The iCopyright system is ideal for syndication services that want to encourage redistribution of their work but also charge for it. Though its logo is not as recognizable nor as popular as Creative Commons - thus meaning it may confuse some users - it offers a great deal of licensing flexibility and some reasonable tracking capabilities.

Copyright Representative

The most common method of handling content licensing on the web is through a designated copyright and permission representative. This person is generally connected with the legal department and/or marketing department of the company and is responsible for approving or denying all incoming permissions requests.

This allows for maximum control over the company’s content and allows the permissions agent to approve or deny uses on a case-by-case basis. They can also determine pricing and establish rules to fit each individual request.

However, it is also a system that is much more complicated for users. Though steps can be taken to simplify the process, including making the contact information easy to find and setting at least some rigid rules to make decisions easier, the process takes much longer than either of the above systems.

What is worse is that in the time it takes to negotiate and approve the reuse of an item, days or even weeks can pass. Given the immediate nature of the Internet, by the time permission to reuse is obtained, it may be too late to do any good.

Still, for some organisations, especially those with pre-existing agreements that have to be navigated, this is still the best option. Sometimes offering blanket permission, even for a profit, is not an option.

Conclusions

Of the options above, iCopyright seems to strike the best balance between user experience, flexibility and control. However, many media companies will likely continue to use a more traditional permissions system for some time due to the increased control over the work.

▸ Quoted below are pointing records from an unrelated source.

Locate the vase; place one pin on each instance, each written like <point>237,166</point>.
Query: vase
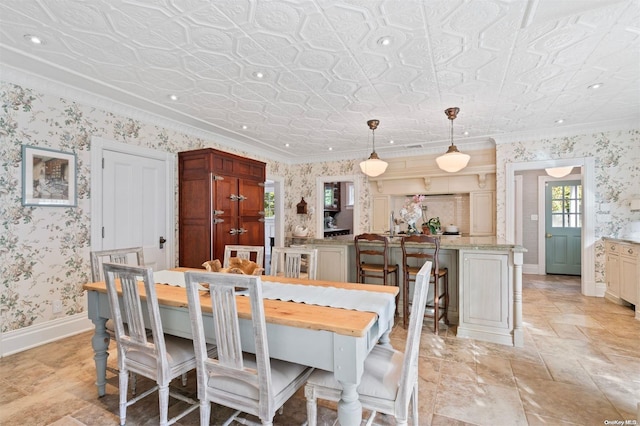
<point>411,229</point>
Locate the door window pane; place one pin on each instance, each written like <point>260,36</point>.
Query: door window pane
<point>566,205</point>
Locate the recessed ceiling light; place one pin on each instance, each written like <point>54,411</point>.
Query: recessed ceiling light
<point>33,39</point>
<point>384,41</point>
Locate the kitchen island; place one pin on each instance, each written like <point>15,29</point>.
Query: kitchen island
<point>485,281</point>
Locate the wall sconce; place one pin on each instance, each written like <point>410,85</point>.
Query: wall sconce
<point>302,207</point>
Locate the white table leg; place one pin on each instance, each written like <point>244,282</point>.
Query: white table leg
<point>349,406</point>
<point>100,343</point>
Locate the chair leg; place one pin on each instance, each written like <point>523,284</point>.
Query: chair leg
<point>163,399</point>
<point>205,412</point>
<point>123,379</point>
<point>405,298</point>
<point>312,408</point>
<point>414,404</point>
<point>436,305</point>
<point>446,298</point>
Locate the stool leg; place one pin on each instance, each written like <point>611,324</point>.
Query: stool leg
<point>436,302</point>
<point>446,298</point>
<point>405,298</point>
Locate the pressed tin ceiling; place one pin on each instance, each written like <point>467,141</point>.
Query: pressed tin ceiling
<point>309,73</point>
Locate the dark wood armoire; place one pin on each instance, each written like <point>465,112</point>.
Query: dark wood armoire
<point>221,199</point>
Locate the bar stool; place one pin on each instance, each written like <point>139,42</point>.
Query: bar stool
<point>440,295</point>
<point>376,245</point>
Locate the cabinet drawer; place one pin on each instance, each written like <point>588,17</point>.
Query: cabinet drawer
<point>629,250</point>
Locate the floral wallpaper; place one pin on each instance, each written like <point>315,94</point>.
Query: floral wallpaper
<point>617,177</point>
<point>44,251</point>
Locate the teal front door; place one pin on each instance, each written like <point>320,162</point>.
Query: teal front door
<point>563,221</point>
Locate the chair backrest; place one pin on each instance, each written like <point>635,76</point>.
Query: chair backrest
<point>412,347</point>
<point>289,261</point>
<point>253,253</point>
<point>129,309</point>
<point>226,327</point>
<point>375,245</point>
<point>421,253</point>
<point>126,256</point>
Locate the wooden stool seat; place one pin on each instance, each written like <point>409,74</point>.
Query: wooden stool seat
<point>374,245</point>
<point>439,306</point>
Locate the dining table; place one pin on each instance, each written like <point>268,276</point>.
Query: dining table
<point>328,336</point>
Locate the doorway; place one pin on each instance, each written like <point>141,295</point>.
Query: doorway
<point>588,284</point>
<point>563,226</point>
<point>127,177</point>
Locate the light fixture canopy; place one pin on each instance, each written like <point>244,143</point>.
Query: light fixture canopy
<point>373,166</point>
<point>453,160</point>
<point>558,172</point>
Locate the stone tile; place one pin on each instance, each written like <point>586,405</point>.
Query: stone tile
<point>567,402</point>
<point>580,365</point>
<point>493,370</point>
<point>479,404</point>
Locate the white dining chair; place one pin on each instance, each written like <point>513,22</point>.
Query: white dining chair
<point>390,379</point>
<point>247,383</point>
<point>124,256</point>
<point>289,262</point>
<point>160,358</point>
<point>253,253</point>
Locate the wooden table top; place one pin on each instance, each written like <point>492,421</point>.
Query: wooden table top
<point>300,315</point>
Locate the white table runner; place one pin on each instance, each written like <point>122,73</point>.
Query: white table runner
<point>383,304</point>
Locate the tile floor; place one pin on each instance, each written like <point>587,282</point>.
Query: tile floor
<point>580,366</point>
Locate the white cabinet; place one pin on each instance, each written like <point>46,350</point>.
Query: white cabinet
<point>622,271</point>
<point>482,213</point>
<point>333,262</point>
<point>487,296</point>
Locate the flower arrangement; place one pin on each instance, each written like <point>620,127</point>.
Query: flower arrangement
<point>412,211</point>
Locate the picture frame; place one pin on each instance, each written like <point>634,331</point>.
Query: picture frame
<point>48,177</point>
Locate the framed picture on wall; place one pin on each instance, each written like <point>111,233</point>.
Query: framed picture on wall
<point>48,177</point>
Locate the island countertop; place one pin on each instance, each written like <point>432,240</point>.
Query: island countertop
<point>446,242</point>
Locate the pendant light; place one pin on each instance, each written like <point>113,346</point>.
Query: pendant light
<point>559,171</point>
<point>453,160</point>
<point>373,166</point>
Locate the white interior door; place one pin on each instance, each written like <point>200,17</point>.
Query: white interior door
<point>134,201</point>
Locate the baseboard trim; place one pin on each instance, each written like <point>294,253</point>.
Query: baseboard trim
<point>30,337</point>
<point>531,269</point>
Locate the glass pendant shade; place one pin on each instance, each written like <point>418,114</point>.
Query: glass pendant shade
<point>453,160</point>
<point>559,171</point>
<point>373,166</point>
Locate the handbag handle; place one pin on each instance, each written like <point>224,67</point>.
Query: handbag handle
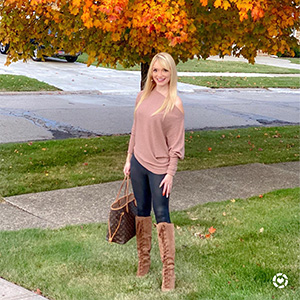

Doing everything you can to explain your policy and your position both up front and clearly will do a great deal to eliminate that particular danger.

Creative Commons is most likely too liberal and too broad for most companies. However, the BBC has launched an experiment using a Creative Commons-like license for some of their video content. Also, Creative Commons might be a viable option for freelance and independent journalists who want exposure for their work while restricting commercial use.

No matter what your content licensing strategy is, the important thing is to have one.

Even if your copyright agreement stops at “No reuse allowed,” it is important that your copyright notice and your terms play a prominent role in your site so that you do not accidentally give users the impression that it is ok to take the works on your site.

There are already enough issues with content theft and copyright infringement on the web without introducing widespread innocent infringement into the equation.

In short, having a good content licensing policy makes good sense in every respect of the word.